Thank you Tony and Mrs. G. After I saw Alcedo using the perforated bread bags to bag his fruit, I’ve been inspired.
Mrs. G. - glad to hear from you. The bags are perforated. I am not sure how it would work so I did not buy them in bulk yet.
Instead, I went to a local supermarket, the bakery section. I told the lady there that I’d like to buy a few of these bread bags for my “science project” (which was accurate ). She was so nice and gave me 10 of them for free
Maybe, after the plums are ripe, I’d bring some to her.
It doesn’t take a lot to confuse me. All the bread I notice (Honey Wheat) is not perforated. I like the bag and would also like to test these next season. What type bread is packed into perforated bags?
I decided to try bagging a few plums as well. I did at least one on each tree (looks like 8 varieties this year). Here’s one of my AU trees (Producer or Rosa, I’ll find out which when the fruit ripens…).
Mrs. G. - a small bakery may not want to give the bags out but the bakery section of a big supermarket is likely to. They have them in bulk in different sizes, and they want to please customers. So, they are likely to give you a few for your “science project”.
Bob - last year, my Shiro produced 12 plums so I used sandwich bags to individually bag them like you do. I worked out perfectly. No rot.
Absolutely! I am not spray-resistant but as a backyard hobby grower I would like to be as organic as reasonably possible. I really like the idea of allowing the fruit to remain attached without affecting the stem or risking fruit fall by having entire sections covered. For heavy setting plums like your Shiro I think you really nailed it with this flat-bag idea Mamuang. Plus it allows for air movement.
I worked this whole weekend (owww, feet hurt) but I was thinking quite a lot about learning that Jellyman from GW had heartbreaking losses due to BMSB biting through conventional bags. I was contemplating the weakness of bagging: the flat lie of the plastic over the fruit surface, which allows a bite through the plastic. That is why I used pipe cleaners to make a ‘dome’ for my peach bags: no direct contact between fruit surface and bag. But it was quite hand-crafty and possibly too labor intensive and impractical for an average tree-sized crop. So… bubble wrap came to mind, as the depth of the bubble compartments must surely exceed the reach of even BMSB mouthparts even as fruit grows wider and the surface angle of the fruit touches the inner surface of the bag .

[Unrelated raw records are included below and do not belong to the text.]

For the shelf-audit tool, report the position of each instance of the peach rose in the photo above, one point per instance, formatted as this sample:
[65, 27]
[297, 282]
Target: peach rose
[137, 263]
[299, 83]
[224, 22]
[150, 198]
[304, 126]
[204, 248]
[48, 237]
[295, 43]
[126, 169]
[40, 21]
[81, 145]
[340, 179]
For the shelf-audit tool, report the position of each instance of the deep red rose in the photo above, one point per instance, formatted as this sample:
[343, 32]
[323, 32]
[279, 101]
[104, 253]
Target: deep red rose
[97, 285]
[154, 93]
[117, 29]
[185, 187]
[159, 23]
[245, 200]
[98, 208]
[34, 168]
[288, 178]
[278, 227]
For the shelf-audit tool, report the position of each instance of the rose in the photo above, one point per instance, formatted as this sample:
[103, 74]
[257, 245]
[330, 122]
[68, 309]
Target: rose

We are getting close to growing a $60- per -plum level now. I think if we could design a net that could cover the whole trees against small insect like moth and does not cause moisture-trap rot, we could be rich
While I was putting footsies on my peaches (not very convenient and more time consuming than sandwich bags), I thought about my co-worker who hinted strongly that she would love to try my peach. I was like did she know it’s a lot of work to get one clean peach.

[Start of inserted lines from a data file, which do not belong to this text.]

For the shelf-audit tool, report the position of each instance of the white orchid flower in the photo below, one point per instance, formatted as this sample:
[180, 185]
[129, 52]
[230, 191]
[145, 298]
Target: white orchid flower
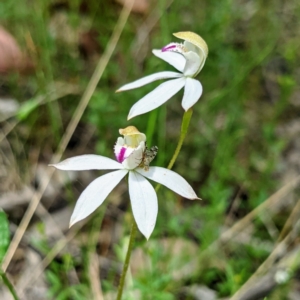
[188, 58]
[129, 153]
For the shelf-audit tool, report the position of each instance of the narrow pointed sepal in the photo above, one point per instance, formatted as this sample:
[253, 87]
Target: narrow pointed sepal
[148, 79]
[87, 162]
[171, 180]
[144, 203]
[157, 97]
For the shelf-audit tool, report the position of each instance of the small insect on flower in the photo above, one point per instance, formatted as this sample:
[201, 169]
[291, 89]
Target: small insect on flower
[148, 156]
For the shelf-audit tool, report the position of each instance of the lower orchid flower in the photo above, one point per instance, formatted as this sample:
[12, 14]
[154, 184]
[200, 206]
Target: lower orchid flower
[188, 58]
[130, 154]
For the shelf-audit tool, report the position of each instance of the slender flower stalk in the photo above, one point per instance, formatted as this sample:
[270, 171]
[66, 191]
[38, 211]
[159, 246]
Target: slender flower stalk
[188, 58]
[184, 128]
[133, 158]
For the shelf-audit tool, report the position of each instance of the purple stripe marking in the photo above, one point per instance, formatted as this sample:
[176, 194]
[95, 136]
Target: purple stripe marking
[164, 49]
[120, 156]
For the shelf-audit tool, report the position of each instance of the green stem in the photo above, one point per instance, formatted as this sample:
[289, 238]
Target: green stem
[183, 131]
[184, 128]
[9, 285]
[127, 260]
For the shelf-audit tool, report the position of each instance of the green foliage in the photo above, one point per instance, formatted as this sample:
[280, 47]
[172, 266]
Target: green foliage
[4, 235]
[232, 150]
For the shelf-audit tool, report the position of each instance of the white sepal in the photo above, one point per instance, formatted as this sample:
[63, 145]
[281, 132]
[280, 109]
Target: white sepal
[144, 203]
[174, 59]
[94, 195]
[87, 162]
[148, 79]
[157, 97]
[192, 92]
[171, 180]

I was like did she know it’s a lot of work to get one clean peach. (Mamaung)
I just had a conversation like this with one of my physician friends this weekend at work. He loves listening to what I plant and grow and asks for advice as to what to put in, but thinks that you just plant it, allow a year and traipse out to the yard to harvest bushels of stuff with no work at all (presumably singing while you do so). You just smile at the trees and bushes and you get perfect fruit.